Training of personnel on the intricacies of the equipment is an essential part of ensuring data quality.  With improvements in non-intrusive detector hardware and software occurring at a rapid pace, maintenance personnel must be computer literate and must maintain an awareness of the latest changes for a variety of detection systems.  Initial training of new systems is often available through the vendor, but turnover in maintenance staff and new models require an ongoing training program. 

 

If data sharing is to be effective, the training program must also encourage employees to develop positive relationships and a sharing attitude with agencies that need data and those serving as resources.  The goal is to explain the synergism of sharing data with others, rather than simply looking at ones own needs.  Familiarity with the equipment will be critical to achieving success.  Troubleshooting techniques must include training on the right equipment along with ways of immediately identifying problems. 

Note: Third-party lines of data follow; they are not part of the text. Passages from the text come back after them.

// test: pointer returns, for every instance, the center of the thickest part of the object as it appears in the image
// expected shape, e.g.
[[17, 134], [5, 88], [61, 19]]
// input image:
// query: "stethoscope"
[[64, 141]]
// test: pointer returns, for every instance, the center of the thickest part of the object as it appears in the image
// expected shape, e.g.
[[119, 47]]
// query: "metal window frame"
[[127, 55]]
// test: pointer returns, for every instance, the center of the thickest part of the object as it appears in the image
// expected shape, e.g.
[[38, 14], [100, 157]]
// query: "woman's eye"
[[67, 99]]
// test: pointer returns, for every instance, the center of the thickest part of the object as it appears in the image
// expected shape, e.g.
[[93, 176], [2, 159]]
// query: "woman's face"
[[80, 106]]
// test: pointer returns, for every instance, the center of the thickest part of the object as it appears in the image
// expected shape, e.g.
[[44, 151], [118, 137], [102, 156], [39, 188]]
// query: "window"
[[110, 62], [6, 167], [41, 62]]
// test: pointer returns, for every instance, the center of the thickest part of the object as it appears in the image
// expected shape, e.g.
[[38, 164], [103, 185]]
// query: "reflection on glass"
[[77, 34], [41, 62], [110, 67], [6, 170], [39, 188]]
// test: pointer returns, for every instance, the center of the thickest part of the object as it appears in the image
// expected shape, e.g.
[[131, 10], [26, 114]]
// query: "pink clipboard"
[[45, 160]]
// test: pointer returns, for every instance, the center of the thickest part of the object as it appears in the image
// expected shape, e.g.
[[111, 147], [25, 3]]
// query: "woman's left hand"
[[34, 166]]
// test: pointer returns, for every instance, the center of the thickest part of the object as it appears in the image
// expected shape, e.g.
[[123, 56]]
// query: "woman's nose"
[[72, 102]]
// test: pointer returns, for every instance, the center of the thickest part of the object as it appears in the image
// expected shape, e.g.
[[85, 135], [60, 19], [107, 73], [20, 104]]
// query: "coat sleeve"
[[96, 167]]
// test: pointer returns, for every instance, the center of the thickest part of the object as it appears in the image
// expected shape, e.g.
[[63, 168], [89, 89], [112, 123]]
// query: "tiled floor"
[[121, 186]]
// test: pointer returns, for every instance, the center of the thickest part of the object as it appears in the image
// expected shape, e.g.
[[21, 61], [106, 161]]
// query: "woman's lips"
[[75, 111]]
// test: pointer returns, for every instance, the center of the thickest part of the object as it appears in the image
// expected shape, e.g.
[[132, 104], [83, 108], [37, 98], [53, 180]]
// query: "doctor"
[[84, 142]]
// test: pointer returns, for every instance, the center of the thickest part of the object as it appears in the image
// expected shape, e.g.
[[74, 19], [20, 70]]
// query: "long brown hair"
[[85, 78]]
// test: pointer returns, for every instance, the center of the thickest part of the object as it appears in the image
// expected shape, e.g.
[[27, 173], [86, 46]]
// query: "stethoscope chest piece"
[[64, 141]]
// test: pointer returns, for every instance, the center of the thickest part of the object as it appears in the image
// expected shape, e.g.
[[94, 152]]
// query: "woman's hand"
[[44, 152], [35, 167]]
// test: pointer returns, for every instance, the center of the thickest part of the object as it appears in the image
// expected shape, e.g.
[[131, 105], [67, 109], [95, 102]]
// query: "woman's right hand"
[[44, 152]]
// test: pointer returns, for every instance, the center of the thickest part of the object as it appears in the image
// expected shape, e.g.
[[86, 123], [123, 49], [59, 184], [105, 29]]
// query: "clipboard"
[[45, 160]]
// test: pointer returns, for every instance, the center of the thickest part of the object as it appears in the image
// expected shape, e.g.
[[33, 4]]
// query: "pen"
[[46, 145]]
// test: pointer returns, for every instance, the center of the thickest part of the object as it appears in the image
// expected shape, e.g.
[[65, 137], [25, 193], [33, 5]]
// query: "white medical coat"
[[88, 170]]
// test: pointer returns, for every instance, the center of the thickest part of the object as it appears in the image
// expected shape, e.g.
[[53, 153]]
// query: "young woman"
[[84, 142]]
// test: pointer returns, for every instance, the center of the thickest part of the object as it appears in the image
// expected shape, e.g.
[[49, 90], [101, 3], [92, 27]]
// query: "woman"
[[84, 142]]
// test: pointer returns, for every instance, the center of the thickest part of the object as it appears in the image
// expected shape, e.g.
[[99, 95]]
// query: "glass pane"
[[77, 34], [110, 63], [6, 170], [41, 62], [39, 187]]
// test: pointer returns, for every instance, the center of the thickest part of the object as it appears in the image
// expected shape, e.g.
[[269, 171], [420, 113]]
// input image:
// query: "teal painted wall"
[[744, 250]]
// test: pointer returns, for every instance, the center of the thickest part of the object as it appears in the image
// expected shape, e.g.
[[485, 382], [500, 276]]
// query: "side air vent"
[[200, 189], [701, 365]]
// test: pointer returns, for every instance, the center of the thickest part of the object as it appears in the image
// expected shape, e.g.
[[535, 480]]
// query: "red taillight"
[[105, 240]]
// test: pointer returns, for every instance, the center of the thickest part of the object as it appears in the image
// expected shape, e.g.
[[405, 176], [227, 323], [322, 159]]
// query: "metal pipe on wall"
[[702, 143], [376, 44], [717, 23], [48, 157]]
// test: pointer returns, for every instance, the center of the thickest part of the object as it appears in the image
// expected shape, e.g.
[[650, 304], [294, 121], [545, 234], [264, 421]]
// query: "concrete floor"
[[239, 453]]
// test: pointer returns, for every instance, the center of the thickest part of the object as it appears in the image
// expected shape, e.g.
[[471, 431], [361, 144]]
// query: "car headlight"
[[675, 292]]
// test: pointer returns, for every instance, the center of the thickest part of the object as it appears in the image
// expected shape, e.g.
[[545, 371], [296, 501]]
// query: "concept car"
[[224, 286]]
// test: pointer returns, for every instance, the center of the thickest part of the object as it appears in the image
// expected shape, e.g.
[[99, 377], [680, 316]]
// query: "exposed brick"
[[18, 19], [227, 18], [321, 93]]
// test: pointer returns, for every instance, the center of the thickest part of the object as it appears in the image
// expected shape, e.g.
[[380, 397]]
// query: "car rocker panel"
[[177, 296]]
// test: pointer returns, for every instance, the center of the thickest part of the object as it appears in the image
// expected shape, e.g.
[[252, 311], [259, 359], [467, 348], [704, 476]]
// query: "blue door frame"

Advanced Traffic Detection Techniques

Quality Control emphasizes data quality by ensuring selection of the most accurate detector then optimizing detector system performance.  Most evaluations of advanced or newer non-intrusive detectors compare with inductive loops because loops are a mature technology and, when properly installed, serve as an adequate benchmark for test purposes.  In other words loops are being replaced in the U.S. due to factors other than their accuracy such as the high expense of traffic control, the danger in exposing installation crews to traffic, and excess motorist delay and fuel consumption.  Several studies conducted in the 1980s found that most failures originate in the loop wire, but the wire itself is not necessarily the initiating cause of failure.  Results from studies conducted in Minnesota, New York, Oregon, and Washington indicate that improper sealing, pavement deterioration, and foreign material in the saw slot were most prominent in explaining loop failure (22).

 

Even though most U.S. jurisdictions are seeking non-inductive loop solutions to fill the traffic monitoring need, that is not true of European countries.  According to findings of a scanning tour sponsored by the Federal Highway Administration, while each of the five countries visited is conducting research into new detection systems, none is seeking to replace inductive loops as the primary means of traffic data collection.  The main reason is that inductive loops continue to adequately serve their needs (21).

 

Now that decision-makers have a choice in detectors, they must know the performance, cost, and user interface characteristics of the alternatives in order to choose wisely.  Many agencies purchase new and unfamiliar detectors based on limited knowledge of these factors because they lack resources for testing (sometimes relying on vendor claims) and/or an immediate need for detection at a critical location.  Two recent research initiatives described below provide useful input for this process.

 

The most recent research into the performance attributes of advanced detection techniques has occurred at the Texas Transportation Institute (14) and in Phase II of the MinnDOT Non-Intrusive Tests (23).  As noted in the Background section of this paper, TTI tested the Autoscope Solo Pro, Iteris Vantage, SAS-1 by SmarTek, and RTMS by EIS.  In its Phase II tests, MinnDOT evaluated the Autosense II by Swartz Electro-Optics (active infrared), 3M microloops (magnetic), ECM Loren (radar), SAS-1 by SmarTek (acoustic), IR 254 by ASIM (passive infrared (PIR)), DT 272 by ASIM (PIR/ultrasonic), TT 262 by ASIM (PIR/ultrasonic/radar), the Autoscope Solo by ISS (VID), and VIP by Traficon (VID).  The text that follows summarizes findings, organized alphabetically by detector name. 

ASIM IR 254

The IR 254 is a passive infrared sensor made by ASIM Technology Ltd of Switzerland.  The sensor only monitors one lane, and it can be mounted either over the lane or slightly to the side of the roadway but it must face oncoming traffic.  Its alignment needs cause problems in obtaining optimum performance, so installations should prefer overhead mounting.  MinnDOT tests found that the IR 254 use was simple, straightforward, small and easy to mount.  Detection accuracy was better during free-flow conditions, but it undercounted by 10 percent during heavy traffic.  The device consistently underestimated speed by 10 percent on average (23). 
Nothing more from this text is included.